D'ailleurs, pour pouvoir conjecturer l'avenir avec un minimum de risques, ce n'est pas assez de s'ouvrir aux tendances réformatrices et d'en prendre méthodiquement conscience. Car, en dépit des illusions que nourrissent trop souvent les réformateurs, il n'est pas possible que l'idéal de demain soit original de toutes pièces ; mais il y entrera certainement beaucoup de notre idéal d'hier, qu'il importe, par conséquent de connaître. Notre mentalité ne va pas changer totalement du jour au lendemain ; il faut donc savoir ce qu'elle a été dans l'histoire, et, parmi les causes qui ont contribué à la faire, quelles sont celles qui continuent à agir. Il est d'autant plus nécessaire de procéder avec cette prudence, qu'un idéal nouveau se présente toujours comme dans un état d'antagonisme naturel avec l'idéal ancien qu'il aspire à remplacer, bien qu'il n'en soit, en fait, que la suite et le développement. Et, au cours de cet antagonisme, il est toujours à craindre que l'idéal d'autrefois ne sombre complètement ; car les idées neuves, ayant la force et la vitalité de la jeunesse, écrasent aisément les conceptions anciennes. Nous verrons comment une destruction de ce genre s'est produite à la Renaissance, au moment où s'est constitué l'enseignement humaniste : de l'enseignement médiéval, il n'est presque rien resté, et il est fort possible que cette abolition totale ait laissé une grave lacune dans notre éducation nationale.
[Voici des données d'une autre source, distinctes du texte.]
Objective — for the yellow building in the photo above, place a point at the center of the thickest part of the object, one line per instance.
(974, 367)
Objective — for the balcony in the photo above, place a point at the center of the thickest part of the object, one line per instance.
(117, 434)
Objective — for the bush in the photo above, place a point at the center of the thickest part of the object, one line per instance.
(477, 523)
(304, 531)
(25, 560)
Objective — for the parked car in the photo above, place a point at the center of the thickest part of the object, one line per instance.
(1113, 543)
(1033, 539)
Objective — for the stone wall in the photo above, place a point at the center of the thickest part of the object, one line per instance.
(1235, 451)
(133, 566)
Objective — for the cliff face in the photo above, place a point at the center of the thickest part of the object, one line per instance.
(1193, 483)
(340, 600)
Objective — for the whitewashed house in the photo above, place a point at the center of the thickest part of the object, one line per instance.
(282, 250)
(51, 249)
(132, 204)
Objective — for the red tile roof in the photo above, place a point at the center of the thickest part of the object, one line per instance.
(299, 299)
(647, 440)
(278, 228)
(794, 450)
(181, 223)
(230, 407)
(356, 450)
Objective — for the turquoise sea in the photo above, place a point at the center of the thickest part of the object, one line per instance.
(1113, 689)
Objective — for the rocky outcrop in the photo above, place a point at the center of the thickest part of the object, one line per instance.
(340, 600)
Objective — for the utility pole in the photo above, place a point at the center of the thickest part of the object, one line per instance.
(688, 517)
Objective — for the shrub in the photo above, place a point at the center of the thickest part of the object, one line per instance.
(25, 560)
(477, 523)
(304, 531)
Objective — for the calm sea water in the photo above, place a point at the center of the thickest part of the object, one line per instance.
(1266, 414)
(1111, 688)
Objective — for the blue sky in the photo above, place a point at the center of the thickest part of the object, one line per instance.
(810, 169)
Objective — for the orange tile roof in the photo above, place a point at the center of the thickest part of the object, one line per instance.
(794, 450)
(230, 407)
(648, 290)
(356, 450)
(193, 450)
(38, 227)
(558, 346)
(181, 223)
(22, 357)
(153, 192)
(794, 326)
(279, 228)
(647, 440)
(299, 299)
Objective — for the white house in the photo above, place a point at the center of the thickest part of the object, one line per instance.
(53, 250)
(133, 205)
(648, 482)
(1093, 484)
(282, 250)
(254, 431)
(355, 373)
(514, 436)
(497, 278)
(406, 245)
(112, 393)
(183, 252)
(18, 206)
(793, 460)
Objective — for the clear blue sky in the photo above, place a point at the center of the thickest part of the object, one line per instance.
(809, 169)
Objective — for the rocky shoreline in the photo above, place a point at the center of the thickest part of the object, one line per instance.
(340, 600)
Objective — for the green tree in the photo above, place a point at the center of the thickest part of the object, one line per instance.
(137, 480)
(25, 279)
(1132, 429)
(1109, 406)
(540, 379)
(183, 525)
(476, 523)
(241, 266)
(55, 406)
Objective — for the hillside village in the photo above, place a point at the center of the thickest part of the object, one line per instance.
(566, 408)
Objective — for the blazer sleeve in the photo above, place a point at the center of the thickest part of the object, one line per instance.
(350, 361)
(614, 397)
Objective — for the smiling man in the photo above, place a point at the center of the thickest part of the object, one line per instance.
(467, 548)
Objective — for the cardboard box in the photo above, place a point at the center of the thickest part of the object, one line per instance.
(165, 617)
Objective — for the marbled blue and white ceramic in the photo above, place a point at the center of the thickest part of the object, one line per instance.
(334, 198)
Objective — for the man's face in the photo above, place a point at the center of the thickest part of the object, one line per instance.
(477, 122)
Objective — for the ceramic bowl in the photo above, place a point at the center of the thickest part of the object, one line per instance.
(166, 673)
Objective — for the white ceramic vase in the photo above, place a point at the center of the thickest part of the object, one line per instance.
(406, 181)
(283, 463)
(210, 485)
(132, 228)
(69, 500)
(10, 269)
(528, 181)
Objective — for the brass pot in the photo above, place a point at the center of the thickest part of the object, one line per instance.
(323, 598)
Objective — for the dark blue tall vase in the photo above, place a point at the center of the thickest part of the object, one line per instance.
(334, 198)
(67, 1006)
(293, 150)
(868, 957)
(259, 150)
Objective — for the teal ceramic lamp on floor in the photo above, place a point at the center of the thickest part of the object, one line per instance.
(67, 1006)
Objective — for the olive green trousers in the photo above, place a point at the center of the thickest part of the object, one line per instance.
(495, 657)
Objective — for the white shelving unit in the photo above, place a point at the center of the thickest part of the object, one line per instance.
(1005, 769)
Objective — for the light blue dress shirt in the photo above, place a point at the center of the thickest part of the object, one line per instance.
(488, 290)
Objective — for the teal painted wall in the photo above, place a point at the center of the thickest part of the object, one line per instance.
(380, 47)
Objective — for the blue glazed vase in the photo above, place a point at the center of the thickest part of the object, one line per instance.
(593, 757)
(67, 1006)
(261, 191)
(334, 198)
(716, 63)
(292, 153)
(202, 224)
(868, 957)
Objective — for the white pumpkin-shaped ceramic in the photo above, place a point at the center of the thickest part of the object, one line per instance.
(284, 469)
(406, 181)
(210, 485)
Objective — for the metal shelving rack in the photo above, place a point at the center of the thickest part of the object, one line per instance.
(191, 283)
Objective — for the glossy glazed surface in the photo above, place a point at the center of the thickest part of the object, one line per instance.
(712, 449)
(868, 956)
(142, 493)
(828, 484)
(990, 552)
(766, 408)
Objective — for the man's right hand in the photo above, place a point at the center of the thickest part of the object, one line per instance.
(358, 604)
Il importe que nous prenions toutes les précautions possibles pour ne pas retomber dans la même erreur, et que si, demain, nous devons clore l'ère de l'humanisme, nous sachions en garder ce qui en doit être retenu. - Ainsi, à quelque point de vue qu'on se place, nous ne pouvons connaître avec quelque assurance la route qui nous reste à parcourir, que si nous commençons par considérer attentivement celle qui s'étend derrière nous.